Native to Central Africa, Broom Corn plants are popular in fall decorating projects. The dried stalks are often included in floral displays with pumpkins and gourds. They also look great by themselves, like dried flowers.
Did You Know: It takes one ton of Broom Corn to produce 80 to 100 brooms…… neither practical nor economical in today’s world.
Plant Height: 8 – 12 feet.
Annual, Zea Mays
Broom Corn plants are grown from seeds. They are grown very similar to Sweet Corn. Directly sow seeds into your garden, after the last frost, and when the soil has warmed. Germination is poor in cool soils.
Grow plants in rows three feet apart. The final spacing for plants is 6″ – 12″ apart. Planting in blocks (3 to 4 rows), helps to maximize pollination.
Days to Germination: 7 – 14 days.
Grow this Corn plants in full sun, in a rich soil that holds moisture, yet drains well.

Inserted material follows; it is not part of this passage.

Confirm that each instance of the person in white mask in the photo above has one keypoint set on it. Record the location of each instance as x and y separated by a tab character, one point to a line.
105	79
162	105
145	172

These plants are heavy feeders. Mix plenty of compost and manure into your garden before planting. Fertilize once every 2 -3 weeks during the growing season.
Keep the soil well-watered. Water deeply to about 5 inches, as the roots grow deep.
Harvest plants when the stalks turn a tan-like brown. Dry plants upside down, to keep stalks straight. Dry plants for three or more weeks.
Plant Maturity: 110 days.
Ideal Soil pH: 6.0 – 8.0.
Insect can be a problem, especially corn earworm. Apply insecticides, as needed.
Fungal Smut can occur. Remove affected plants.
Blights and rots are not uncommon in wet weather.